The U.S. Department of Agriculture will not offer penalty-free early releases from Conservation Reserve Program contracts, says Acting Secretary Chuck Conner.
“While this year’s global wheat market remains very tight, corn production is expected to be record-high, and today’s (Sept. 28) grain stocks report indicated higher than expected stocks for corn and soybeans at the start of the 2007-08 crop year.”
In addition, more than 2 million CRP acres expire under existing contracts on Sept. 30, 2007.
“Wheat, soybean, and corn markets are providing very strong incentives to plant more acreage this fall and next spring. Throughout this year, the market focused on attracting corn acres, and to a lesser extent, wheat acres. Producers responded strongly, with corn acres increasing to their highest level since 1944,” Conner said.

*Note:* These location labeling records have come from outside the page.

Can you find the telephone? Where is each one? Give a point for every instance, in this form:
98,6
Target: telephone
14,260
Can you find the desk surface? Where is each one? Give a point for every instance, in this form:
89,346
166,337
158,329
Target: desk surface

“Wheat market prices are indicating an expected significant increase in planted area this fall and next spring in the U.S. and around the world. The potential exists for increased double-cropping and the planting of fallow ground. Overall, I expect that market signals will continue to provide adequate acres, recognizing that strong competition among crops is likely.
“I would not anticipate offering a general signup while grain stock levels remain historically low and prices continue at unprecedented levels. Acres under continuous CRP signup, such as filter strips and riparian buffers, are not affected by general signup decisions. Enrollment of acres that qualify for continuous signup is ongoing.
“I will continue to closely monitor the acreage response and market conditions. I will not hesitate in the future to make adjustments to USDA programs if needed to achieve balance in the agricultural sector, “Conner said.